Use both sparingly. Ellipses on every other sentence become noise. Everything-capitalized lines stop stressing anything because there's no contrast to stress against. One or two per paragraph is the rough ceiling.

### [Multi-speaker dialogue](https://runware.ai/docs/models/elevenlabs-v3/guides/directing-with-audio-tags#multi-speaker-dialogue)

v3 generates speech from one voice per request. A two-person conversation requires **one request per speaker**, each with its own voice ID, then concatenated downstream into a single audio track. The convention for splitting the script is label-prefixed lines:

```text
Speaker 1 (voice: Mario):  [curious] So... how did the demo go?
Speaker 2 (voice: Ashley): [excited] Better than we expected! They loved it.
```

You'd send each line as its own `audioInference` request with the matching voice, then stitch the resulting MP3s in your application code. The two audio files below were generated separately and represent the dialogue side by side:

[Listen to audio](https://runware.ai/docs/assets/multi-speaker-1.BKuPyio7.mp3)

*Speaker 1: Mario*

> **Prompt**: [curious] So... how did the demo go?

[Listen to audio](https://runware.ai/docs/assets/multi-speaker-2.D5t-fNYP.mp3)

*Speaker 2: Ashley*

> **Prompt**: [excited] Better than we expected! They loved it.

For overlapping speech or interruptions, the documented convention is to use an em-dash at the cut-off point in the first speaker's line and pick up mid-thought in the second:

```text
Speaker 1: [starting to speak] So I was thinking we could —
Speaker 2: [jumping in] — test our new timing features?
```

The em-dash signals an unfinished phrase, and the model trails off at it. The second speaker's line picks up cleanly when stitched into the final track.

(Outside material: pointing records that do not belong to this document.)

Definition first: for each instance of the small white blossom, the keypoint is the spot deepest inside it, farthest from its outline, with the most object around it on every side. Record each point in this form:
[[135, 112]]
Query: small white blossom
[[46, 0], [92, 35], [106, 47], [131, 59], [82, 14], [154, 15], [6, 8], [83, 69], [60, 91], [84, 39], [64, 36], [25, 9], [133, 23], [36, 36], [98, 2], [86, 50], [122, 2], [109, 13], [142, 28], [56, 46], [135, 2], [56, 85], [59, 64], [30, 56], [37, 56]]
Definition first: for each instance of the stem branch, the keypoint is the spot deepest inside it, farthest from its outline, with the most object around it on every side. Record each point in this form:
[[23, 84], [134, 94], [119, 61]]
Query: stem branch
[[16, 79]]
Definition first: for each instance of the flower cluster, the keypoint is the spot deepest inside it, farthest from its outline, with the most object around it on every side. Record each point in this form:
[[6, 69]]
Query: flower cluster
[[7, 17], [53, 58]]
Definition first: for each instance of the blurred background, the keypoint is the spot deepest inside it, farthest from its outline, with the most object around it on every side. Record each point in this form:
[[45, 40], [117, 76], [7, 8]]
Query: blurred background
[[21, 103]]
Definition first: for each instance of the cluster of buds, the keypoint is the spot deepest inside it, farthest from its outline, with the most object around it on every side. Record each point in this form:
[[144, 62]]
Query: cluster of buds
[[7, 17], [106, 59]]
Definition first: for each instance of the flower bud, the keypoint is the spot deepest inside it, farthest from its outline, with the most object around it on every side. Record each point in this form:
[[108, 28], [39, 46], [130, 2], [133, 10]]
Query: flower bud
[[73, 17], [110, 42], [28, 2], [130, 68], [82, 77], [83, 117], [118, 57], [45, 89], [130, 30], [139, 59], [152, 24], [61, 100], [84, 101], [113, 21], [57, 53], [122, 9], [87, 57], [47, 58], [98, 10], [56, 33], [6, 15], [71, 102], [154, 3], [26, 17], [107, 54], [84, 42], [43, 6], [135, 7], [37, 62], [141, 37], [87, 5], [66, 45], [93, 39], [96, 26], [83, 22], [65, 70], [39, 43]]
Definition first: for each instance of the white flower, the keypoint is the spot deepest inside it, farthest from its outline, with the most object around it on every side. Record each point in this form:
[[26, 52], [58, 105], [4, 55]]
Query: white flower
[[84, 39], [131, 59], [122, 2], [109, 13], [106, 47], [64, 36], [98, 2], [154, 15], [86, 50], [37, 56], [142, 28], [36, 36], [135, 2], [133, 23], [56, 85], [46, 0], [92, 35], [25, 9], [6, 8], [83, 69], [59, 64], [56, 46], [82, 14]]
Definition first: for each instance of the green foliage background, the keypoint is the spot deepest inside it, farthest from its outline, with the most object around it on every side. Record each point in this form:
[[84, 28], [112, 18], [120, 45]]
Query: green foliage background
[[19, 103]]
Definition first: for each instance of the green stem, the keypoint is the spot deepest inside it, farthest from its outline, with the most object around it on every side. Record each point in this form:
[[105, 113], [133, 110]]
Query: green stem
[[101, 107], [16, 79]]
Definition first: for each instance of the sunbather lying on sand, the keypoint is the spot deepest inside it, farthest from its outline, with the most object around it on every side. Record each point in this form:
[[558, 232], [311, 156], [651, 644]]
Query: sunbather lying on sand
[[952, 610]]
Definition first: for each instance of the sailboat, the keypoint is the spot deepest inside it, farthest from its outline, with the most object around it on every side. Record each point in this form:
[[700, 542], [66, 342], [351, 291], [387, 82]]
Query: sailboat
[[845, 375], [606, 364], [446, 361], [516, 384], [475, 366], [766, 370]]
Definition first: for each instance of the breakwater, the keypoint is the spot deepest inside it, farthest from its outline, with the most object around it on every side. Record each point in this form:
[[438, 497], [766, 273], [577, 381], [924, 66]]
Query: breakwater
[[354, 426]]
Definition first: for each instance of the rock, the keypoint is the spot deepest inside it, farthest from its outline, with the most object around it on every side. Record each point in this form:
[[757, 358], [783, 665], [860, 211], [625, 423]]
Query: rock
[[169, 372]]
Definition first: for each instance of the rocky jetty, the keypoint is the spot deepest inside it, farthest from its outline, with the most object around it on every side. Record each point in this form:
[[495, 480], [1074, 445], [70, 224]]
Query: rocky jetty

### [Tips](https://runware.ai/docs/models/elevenlabs-v3/guides/directing-with-audio-tags#tips)

1. **Reach for punctuation before tags.** A well-placed ellipsis or period often does what you'd reach for `[sighs]` or `[pauses]` to do, without the variance a tag introduces.
    
2. **Pick the voice first, then write to its range.** Tags only deliver what the voice can plausibly do. Audition two or three voices on a short test passage before committing. A voice mismatched to your script will fight every tag you add.
    
3. **Lower the `stability` setting if tags feel muted.** Default stability prioritizes consistency. If you've added `[excited]` and the line still sounds neutral, drop stability to 0.3–0.5 and regenerate.
    
4. **Stack at most two compatible tags.** `[whispers] [curious]` works. `[whispers] [excited]` doesn't. Tags that ask for opposite physical states confuse the model. Tags that share a baseline mood compound cleanly.
    
5. **Capitalize one word per sentence at most.** Emphasis is contrast. If half the sentence is in caps, none of it reads as emphasized.
    
6. **Don't try to remove narrative context from quoted speech.** When generating dialogue from a script that includes lines like *"she said angrily"*, leave the narrative phrase in. v3 reads the tone from the surrounding context, and stripping it makes the read flatter.
    
7. **For non-English content, set `speech.language`.** The same voice can read text in any of the ~75 supported language codes, and the language parameter steers pronunciation. Set it explicitly when the script is in a single language. For mixed-language passages, let the model auto-detect.